Eiger e Jorasses 1938. Conquiste in camicia nera

Ottant’anni fa una cordata austro-tedesca scalò per prima la parete Nord dell’Eiger precedendo il nostro Riccardo Cassin che rinunciò. Tra il 20 e il 24 luglio Fritz Kasparek, Heinrich Harrer, Andreas Heckmair e Ludwig Vörg riuscirono a vincere la resistenza della terribile Eigerwand. Poche settimane dopo, tra il 4 e il 6 agosto, Cassin si prese la rivincita arrivando, per primo, sulla vetta della Walker, dopo tre giorni di lotta durissima, in cordata con Luigi Esposito e Ugo Tizzoni. Due conquiste subito fagocitate dai regimi totalitari nazista e fascista, che se ne appropriano, facendole assurgere a prova inconfutabile della “superiorità” della razza ariana.

In Italia, questo lavoro di propaganda venne svolto dal presidente del Club alpino italiano Angelo Manaresi. L’adesione al regime da parte di parecchi campioni del sesto grado si palesò in forme esplicite, senza reticenze. Quanto profonda essa fosse rimane però da vedere singolarmente. Esemplare il caso di Cassin, operaio immigrato a Lecco da San Vito al Tagliamento, che attraverso i suoi successi sportivi, prima sul ring poi in montagna, trovò una via di riscatto sociale.

Cassin, Esposito e Tizzoni violarono nel ’38 la nord delle Jorasses. Nello stesso anno (foto in alto) Heckmair e Harrer furono gli uomini di punta della cordata austro tedesca che conquistò per prima la nord dell’Eiger (ph. Serafin/MountCity).

Le conquiste del Manipolo rocciatori lecchesi di cui Cassin fece parte, incoraggiate dai gerarchi locali finanziando qualche viaggio in treno e poco altro, indussero il presidente del Cai Manaresi a sottolineare che “il coraggio è il pane della nostra generazione e chi non ne ha di natura o non ne sa mettere insieme per istrada meglio è che si rassegni alla vita da pecora: ma il coraggio non nega, ma presume intelligenza”.

C’è un curioso episodio che legò il fedele braccio destro di Mussolini Achille Starace alle cordate lecchesi.

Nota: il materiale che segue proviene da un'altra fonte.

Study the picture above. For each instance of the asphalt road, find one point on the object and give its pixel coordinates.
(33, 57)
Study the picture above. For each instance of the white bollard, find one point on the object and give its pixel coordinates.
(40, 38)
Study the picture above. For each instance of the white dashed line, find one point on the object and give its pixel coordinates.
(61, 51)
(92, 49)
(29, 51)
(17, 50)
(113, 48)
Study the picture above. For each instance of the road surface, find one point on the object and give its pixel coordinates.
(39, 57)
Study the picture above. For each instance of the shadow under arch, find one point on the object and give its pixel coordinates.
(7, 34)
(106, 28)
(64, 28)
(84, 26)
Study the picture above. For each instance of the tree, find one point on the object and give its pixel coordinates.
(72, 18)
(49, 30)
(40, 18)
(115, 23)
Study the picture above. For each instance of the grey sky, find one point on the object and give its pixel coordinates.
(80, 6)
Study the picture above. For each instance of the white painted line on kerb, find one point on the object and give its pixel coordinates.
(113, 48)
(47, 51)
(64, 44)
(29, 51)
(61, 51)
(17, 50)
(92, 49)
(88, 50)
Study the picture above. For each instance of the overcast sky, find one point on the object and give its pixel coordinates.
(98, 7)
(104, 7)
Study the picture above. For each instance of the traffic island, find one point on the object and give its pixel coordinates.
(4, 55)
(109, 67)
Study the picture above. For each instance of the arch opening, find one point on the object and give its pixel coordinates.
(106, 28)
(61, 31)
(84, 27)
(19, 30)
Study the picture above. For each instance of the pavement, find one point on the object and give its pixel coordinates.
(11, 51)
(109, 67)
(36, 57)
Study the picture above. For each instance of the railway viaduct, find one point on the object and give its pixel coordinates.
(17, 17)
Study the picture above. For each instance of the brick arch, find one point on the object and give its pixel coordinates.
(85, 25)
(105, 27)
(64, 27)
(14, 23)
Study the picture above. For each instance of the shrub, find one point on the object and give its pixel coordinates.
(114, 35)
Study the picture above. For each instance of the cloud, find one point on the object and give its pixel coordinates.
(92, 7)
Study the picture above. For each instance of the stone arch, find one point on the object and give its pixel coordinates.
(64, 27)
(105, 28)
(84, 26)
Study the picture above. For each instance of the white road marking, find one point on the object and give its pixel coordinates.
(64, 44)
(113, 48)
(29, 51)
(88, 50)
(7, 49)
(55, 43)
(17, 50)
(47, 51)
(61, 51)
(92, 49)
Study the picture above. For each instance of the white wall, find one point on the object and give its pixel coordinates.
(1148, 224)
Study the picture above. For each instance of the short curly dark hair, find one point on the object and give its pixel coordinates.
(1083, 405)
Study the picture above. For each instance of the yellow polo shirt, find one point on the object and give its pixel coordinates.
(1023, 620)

Il segretario del Fascio di Lecco ottenne infatti che nel ‘34, per volere del Duce, fosse intitolata “XXVIII Ottobre – Achille Starace” la nuova via di roccia aperta alla Piccolissima di Lavaredo dalla cordata Cassin-Pozzi-Vitali.

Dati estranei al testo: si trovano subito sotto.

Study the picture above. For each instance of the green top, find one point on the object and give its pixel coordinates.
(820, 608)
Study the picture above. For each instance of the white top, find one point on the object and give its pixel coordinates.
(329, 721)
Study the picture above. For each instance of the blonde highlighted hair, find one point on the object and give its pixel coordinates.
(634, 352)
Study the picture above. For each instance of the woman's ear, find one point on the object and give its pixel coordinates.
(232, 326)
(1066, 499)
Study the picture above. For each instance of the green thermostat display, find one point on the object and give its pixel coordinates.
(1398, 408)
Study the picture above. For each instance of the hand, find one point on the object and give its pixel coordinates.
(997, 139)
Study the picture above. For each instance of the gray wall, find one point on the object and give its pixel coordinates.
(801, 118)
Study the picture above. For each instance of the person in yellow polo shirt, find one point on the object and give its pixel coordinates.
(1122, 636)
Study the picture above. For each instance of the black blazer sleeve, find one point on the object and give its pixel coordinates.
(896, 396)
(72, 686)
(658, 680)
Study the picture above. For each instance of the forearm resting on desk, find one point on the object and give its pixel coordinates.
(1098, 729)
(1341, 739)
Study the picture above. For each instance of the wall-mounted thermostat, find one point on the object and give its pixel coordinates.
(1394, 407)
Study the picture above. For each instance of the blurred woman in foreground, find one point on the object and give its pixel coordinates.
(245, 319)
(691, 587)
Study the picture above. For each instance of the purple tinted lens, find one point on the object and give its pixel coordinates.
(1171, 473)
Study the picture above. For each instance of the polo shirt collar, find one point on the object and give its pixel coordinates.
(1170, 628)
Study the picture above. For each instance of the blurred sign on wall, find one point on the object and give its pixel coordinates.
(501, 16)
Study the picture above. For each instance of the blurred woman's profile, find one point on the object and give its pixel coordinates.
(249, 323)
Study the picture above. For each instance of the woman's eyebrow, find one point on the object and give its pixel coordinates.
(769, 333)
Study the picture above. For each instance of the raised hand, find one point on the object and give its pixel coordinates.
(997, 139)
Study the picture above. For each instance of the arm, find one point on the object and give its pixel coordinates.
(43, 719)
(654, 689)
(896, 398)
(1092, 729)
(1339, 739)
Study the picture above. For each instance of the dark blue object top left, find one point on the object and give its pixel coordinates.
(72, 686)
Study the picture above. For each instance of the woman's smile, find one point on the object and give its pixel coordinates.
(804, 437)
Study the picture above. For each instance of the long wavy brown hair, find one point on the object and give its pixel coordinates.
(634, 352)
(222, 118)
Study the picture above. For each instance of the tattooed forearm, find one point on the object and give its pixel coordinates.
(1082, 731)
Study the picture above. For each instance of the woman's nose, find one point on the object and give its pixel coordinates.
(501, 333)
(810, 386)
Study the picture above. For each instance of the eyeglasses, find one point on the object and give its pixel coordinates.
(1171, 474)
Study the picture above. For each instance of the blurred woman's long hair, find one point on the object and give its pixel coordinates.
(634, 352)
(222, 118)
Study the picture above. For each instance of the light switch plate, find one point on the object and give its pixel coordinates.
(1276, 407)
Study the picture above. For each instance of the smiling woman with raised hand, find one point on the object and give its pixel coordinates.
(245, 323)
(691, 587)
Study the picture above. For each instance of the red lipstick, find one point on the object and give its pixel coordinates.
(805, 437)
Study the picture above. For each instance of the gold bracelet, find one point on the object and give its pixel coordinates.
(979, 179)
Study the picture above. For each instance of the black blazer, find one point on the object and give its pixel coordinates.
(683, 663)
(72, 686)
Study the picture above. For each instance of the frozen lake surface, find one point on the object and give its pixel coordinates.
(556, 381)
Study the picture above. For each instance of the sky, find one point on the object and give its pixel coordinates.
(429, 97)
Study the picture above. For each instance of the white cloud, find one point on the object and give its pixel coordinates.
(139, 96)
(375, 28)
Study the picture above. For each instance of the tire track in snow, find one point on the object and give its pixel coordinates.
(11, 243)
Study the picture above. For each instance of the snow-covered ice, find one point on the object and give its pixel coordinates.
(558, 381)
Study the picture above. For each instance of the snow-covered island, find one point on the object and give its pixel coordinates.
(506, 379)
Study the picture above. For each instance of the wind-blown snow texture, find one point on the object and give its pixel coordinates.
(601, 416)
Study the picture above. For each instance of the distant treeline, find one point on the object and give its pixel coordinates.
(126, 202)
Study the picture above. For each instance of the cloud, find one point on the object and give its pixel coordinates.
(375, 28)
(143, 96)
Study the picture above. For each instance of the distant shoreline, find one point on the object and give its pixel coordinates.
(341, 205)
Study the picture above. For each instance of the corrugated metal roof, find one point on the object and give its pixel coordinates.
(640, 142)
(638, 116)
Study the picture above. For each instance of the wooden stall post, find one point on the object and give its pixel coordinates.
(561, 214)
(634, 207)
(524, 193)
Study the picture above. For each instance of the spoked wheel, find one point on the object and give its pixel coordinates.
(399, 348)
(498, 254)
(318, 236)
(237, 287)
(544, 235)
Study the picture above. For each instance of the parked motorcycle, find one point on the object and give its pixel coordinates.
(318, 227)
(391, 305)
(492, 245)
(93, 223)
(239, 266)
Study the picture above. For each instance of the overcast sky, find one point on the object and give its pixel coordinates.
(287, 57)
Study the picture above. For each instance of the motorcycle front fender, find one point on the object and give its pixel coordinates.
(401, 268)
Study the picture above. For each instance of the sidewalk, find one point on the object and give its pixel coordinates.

Nel ’38 Cassin e compagni furono invitati a Roma e ricevettero, dalle mani del Duce, la medaglia d’oro al valore atletico. Per il fortissimo alpinista lecchese era addirittura la terza, dopo quelle per la prima salita assoluta della parete Nord della Cima Ovest di Lavaredo (1935) e della Nord-Est del Pizzo Badile (1937). Un trittico formidabile che lo inserì di diritto nell’Olimpo dello sport fascista. Partito da cui, però, si terrà sempre distante, formando anzi, dopo l’8 settembre 1943, una brigata di alpinisti partigiani. Chi, invece, tra gli alpinisti di punta, sposò in pieno l’ideologia mussoliniana fu Domenico Rudatis, tra le firme di “Sport fascista” e della fascistizzata “Rivista del Cai”, dove non mancano nemmeno gli articoli di Julius Evola, tra i teorici della superiorità della razza bianca. Un clima che porterà anche il Cai, dal maggio 1938, a escludere sistematicamente dalle proprie fila i soci di origine ebraica. Una macchia odiosa che vedrà la zelante sezione di Ferrara cacciare addirittura sette dei 51 soci fondatori, soltanto perché ebrei.

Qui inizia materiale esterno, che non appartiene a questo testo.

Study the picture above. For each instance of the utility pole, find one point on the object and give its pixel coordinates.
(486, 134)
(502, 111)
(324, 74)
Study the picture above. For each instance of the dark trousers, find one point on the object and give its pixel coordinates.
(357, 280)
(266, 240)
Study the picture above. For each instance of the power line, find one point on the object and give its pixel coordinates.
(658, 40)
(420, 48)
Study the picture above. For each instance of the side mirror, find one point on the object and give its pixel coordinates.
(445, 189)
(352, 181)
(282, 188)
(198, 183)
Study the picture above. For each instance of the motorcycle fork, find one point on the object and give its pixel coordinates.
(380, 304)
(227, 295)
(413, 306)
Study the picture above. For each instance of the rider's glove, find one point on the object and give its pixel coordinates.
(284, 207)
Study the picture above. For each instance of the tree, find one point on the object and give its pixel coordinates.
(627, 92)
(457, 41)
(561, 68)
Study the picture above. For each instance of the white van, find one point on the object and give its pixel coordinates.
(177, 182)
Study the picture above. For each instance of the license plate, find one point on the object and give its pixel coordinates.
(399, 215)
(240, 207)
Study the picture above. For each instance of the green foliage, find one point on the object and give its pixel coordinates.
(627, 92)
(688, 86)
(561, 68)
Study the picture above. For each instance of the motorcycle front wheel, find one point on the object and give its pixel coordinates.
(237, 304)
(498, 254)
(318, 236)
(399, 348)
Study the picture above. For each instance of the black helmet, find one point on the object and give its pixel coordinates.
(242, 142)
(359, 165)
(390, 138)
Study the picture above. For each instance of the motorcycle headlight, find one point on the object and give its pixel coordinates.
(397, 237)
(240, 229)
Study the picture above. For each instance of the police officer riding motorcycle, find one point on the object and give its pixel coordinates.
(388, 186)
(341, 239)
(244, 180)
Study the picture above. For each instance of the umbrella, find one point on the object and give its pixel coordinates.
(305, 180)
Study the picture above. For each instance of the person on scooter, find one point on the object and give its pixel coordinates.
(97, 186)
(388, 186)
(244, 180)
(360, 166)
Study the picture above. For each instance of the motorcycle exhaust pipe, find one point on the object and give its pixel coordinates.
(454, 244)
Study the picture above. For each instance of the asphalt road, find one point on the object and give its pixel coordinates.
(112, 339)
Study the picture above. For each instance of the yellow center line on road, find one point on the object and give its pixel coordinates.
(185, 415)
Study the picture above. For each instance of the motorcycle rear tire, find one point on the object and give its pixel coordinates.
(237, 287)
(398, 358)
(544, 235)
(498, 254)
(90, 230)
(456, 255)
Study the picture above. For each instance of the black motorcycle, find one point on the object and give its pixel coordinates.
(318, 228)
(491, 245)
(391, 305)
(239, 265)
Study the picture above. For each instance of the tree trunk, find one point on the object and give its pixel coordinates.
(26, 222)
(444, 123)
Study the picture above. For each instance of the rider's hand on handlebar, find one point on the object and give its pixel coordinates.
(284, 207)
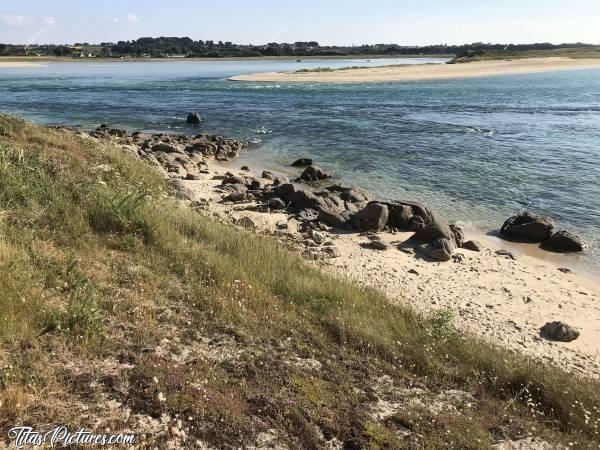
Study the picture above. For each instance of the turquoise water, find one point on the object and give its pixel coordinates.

Tra gli alpinisti di punta di quegli anni gloriosi e tragici, ci fu comunque anche chi, però, si oppose fermamente al regime. È il caso di Ettore Castiglioni, che rifiutò sdegnato la medaglia d’oro con cui il regime voleva celebrare le sue imprese sulle Dolomiti. Per la sua attività antifascista e di difensore degli ebrei perseguitati, è stata recentemente avviata la procedura per l’iscrizione tra i Giusti di Israele. Riscatto postumo per una generazione di alpinisti costretti ad arrampicare in camicia nera. (Ser)

Heinrich Harrer, Fritz Kasparek, Anderl Heckmair e Ludwig Vorg dopo avere conquistato la parete Nord dell’Eiger il 24 luglio 1938.